For all his bluff and bluster, Hank wasn't too upset to have Connor take the lead. It didn't mean he was obsolete or that Connor was better at all things due to his programming. The concept of Good Cop vs. Bad Cop was even older than Hank. When one approach didn't work, you switched gears and tried something else. It was only unfortunate that Connor didn't get anything more useful from Isabelle. Hank awarded him secret points for trying, regardless.
The device to have materialized in his coat pocket was familiar in a way. Its aesthetic reminded Hank of toys from his childhood -- the good ol' 80s. Best decade. Hands down. Anyone who disagreed was a moron. Surprisingly, it possessed functionality that was much closer to modern day smartphones. Hank was guilty of claiming they were 'too smart for him,' in the way most people over 50 were prone to do.

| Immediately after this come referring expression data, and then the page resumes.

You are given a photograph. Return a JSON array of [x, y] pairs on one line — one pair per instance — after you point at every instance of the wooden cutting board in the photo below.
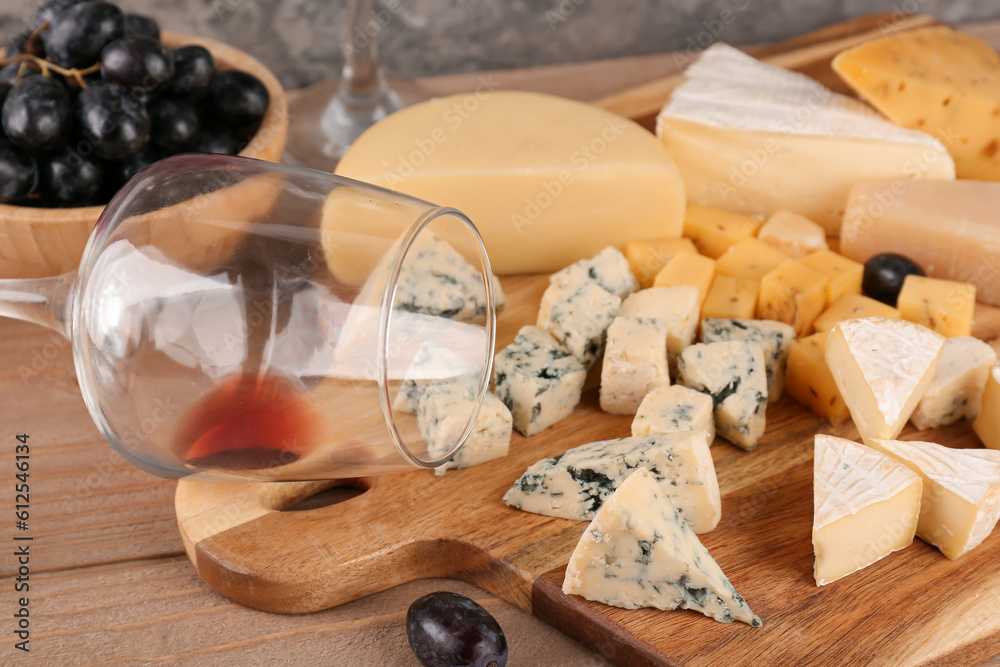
[[256, 545]]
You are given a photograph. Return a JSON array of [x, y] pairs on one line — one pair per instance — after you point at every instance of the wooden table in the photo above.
[[109, 579]]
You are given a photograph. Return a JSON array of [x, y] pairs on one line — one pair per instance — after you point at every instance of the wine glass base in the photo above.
[[319, 142]]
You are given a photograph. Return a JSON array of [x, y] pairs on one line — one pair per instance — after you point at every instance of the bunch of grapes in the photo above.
[[90, 96]]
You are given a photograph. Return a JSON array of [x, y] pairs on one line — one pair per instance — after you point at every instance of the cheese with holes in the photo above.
[[950, 229], [673, 409], [734, 375], [957, 388], [938, 80], [538, 380], [575, 484], [865, 506], [754, 138], [960, 502], [635, 362], [882, 368], [540, 176], [637, 552]]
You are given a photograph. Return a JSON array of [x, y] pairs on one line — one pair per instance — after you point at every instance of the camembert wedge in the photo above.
[[638, 552], [865, 506]]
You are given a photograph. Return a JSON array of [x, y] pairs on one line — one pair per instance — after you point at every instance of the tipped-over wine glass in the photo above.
[[245, 320]]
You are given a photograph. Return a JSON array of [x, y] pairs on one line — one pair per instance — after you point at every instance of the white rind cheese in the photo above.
[[675, 409], [960, 502], [882, 368], [575, 484], [957, 388], [775, 339], [733, 374], [637, 552], [635, 362], [538, 380], [865, 506]]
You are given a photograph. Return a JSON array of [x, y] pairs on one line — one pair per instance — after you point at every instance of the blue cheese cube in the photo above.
[[635, 362], [733, 374], [674, 409], [575, 484], [442, 415], [775, 339], [538, 380]]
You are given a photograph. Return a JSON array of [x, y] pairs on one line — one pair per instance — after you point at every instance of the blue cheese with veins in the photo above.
[[635, 362], [442, 415], [774, 337], [538, 380], [575, 484], [957, 388], [638, 552], [732, 373], [673, 409]]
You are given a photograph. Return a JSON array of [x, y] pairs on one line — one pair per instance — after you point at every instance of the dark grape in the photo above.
[[193, 69], [18, 173], [450, 630], [116, 123], [175, 123], [884, 275], [69, 179], [137, 62], [137, 24], [38, 114], [79, 34], [237, 98]]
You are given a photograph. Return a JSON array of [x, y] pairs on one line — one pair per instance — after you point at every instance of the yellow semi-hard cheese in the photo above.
[[938, 80], [546, 180]]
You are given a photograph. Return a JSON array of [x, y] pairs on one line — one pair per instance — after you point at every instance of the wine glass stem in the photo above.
[[44, 301]]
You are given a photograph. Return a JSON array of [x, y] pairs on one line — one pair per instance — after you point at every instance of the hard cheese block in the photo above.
[[638, 552], [540, 176], [576, 484], [938, 80], [865, 506], [753, 138], [960, 502], [950, 228], [882, 368]]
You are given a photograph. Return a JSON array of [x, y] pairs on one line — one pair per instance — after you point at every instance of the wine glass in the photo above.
[[234, 319], [325, 119]]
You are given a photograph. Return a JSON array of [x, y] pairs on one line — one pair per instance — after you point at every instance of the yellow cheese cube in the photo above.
[[715, 231], [945, 306], [987, 424], [732, 298], [845, 275], [853, 307], [793, 234], [809, 381], [688, 268], [794, 294], [646, 258], [750, 259]]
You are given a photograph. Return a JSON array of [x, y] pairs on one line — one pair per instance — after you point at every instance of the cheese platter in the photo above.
[[915, 607]]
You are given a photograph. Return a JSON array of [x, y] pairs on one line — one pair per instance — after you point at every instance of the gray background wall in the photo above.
[[300, 39]]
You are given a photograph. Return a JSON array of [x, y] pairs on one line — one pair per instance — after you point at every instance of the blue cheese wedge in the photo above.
[[538, 380], [635, 362], [675, 409], [575, 484], [442, 415], [775, 339], [732, 373], [639, 552], [957, 388]]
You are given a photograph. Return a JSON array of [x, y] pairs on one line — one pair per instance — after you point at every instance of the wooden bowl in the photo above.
[[37, 242]]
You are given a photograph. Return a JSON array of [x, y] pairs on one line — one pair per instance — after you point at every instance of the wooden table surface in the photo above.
[[109, 580]]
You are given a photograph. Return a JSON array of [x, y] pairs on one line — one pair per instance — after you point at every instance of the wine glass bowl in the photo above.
[[50, 241]]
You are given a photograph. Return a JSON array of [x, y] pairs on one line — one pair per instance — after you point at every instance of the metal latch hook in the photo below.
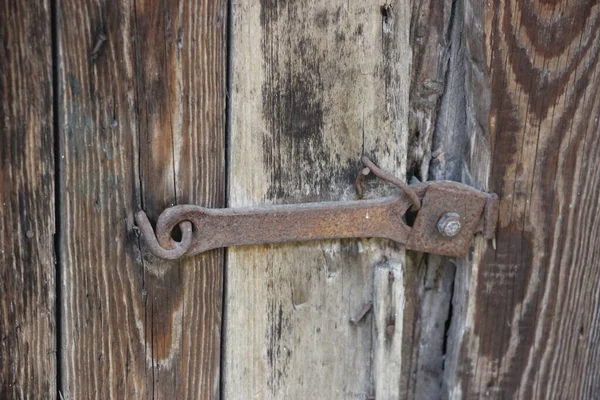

When the first couple of button presses didn't earn the results he wanted, Hank resorted to banging it against his open palm. There was no problem he couldn't solve by hitting it.
"Goddammit! All I wanted to do was send an e-mail to Fowler! Is that so fucking hard?" he yelled into the tiny green screen. Giving up with a grunt, he settled for raking a hand through shaggy hair. "What are we supposed to do now, dress in costume and sing Kumbaya? That's sarcasm, by the way. Don't you dare start singing," he warned Connor. Spotting a quaint fountain in the middle of the cobblestone path ahead, he whistled for Sumo to join them. It wasn't the sort of thing most people wanted contaminated by dog saliva, but it was the best he could do for now. Those who objected were welcome to kiss the fattest part of his ass.
As Sumo drank, he admitted, "I'm running on steam here. So we either A) find a stand with the strongest, blackest coffee there is. Or B) Sumo and I need a place to bed down until we can make sense of all this. I don't suppose we can retrace our steps and pretend we didn't see shit? It ain't like anyone back at the precinct would believe us, anyway."